Uji termonuklir oleh Korea Utara menimbulkan pertanyaan tentang seberapa siap Amerika Serikat benar-benar mengambil risiko perang dengan musuh yang bersenjata nuklir demi sebuah doktrin keamanan kuno era Perang Dingin. Demikian disampaikan komentator politik Pat Buchanan.
Buchanan adalah kolumnis, dan penulis, serta mantan Direktur Komunikasi Gedung Putih di era Presiden Reagan, dan mantan calon presiden Partai Republik.
Dalam tulisannya di The American Conservative dan dikutip Sputnik Senin 11 Januari 2016, Buchanan mencatat bahwa uji coba nuklir Pyongyang mungkin lebih membahayakan bagi tetangganya China dibandingkan Korea Selatan.

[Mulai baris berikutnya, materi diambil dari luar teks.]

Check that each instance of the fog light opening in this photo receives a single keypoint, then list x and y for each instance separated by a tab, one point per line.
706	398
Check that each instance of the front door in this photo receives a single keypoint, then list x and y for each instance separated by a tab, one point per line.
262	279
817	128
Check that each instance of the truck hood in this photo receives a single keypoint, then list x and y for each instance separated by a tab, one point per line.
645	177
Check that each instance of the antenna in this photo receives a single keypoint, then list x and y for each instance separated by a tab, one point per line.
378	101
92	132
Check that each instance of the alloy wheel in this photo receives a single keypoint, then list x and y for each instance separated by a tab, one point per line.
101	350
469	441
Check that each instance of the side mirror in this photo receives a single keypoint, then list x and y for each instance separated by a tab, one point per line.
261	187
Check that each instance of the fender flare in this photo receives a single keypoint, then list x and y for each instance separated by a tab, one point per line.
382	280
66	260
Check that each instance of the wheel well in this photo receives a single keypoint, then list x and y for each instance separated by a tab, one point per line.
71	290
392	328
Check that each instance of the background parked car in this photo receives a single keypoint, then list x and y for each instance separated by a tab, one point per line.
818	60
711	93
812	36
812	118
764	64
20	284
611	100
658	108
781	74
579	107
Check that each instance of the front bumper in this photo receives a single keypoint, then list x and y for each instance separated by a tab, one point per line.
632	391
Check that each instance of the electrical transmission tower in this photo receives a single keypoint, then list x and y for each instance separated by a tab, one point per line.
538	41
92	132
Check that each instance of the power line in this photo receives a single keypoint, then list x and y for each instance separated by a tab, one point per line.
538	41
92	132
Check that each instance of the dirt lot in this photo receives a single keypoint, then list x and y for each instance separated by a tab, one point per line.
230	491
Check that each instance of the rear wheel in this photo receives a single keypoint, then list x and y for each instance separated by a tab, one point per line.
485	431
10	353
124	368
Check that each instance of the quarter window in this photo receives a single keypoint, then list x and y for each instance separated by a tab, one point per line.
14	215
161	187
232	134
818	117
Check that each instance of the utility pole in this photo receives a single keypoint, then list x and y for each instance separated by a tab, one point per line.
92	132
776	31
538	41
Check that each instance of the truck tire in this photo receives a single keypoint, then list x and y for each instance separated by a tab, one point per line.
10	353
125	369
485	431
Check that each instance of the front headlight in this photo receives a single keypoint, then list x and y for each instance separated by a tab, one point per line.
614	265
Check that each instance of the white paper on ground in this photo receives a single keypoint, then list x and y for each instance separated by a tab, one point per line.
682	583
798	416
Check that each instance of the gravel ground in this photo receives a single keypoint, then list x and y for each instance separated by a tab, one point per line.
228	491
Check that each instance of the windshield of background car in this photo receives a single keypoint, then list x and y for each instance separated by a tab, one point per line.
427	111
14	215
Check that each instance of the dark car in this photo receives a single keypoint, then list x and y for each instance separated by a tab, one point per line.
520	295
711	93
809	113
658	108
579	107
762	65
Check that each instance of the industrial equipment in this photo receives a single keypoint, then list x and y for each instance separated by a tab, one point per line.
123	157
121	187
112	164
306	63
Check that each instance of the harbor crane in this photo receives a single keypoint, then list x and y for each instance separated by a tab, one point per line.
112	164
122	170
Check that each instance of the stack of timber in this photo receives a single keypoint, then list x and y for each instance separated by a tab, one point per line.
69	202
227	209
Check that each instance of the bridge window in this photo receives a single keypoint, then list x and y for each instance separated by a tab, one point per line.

“Jika Pyongyang terus membangun dan menguji bom nuklir,” tulisnya, “Beijing juga akan membangun pada suatu hari nanti dan Korea Selatan dan Jepang, juga akan memperoleh senjata nuklir untul melawan Korea Utara. Dan jika Jepang dan Korea Selatan melakukannya, maka Taiwan, Vietnam dan [Filipina] yang juga memiliki konflik sendiri dengan Beijing mungkin juga akan masuk ke pasar nuklir.”
Sejauh ini implikasi tes bom Korea Utara untuk keamanan Amerika baru sebatas keprihatinan. Buchanan menilai AS berdiri di belakang Korea karena janji lama yang dibuat pada era Perang Dingin.
“Pada akhir Perang Korea pada bulan Juli 1953, Korea Selatan hancur, tidak dapat membela diri tanpa Angkatan Laut dan Angkatan Udara AS dan puluhan ribu tentara AS. Jadi, Amerika merundingkan perjanjian keamanan bersama.”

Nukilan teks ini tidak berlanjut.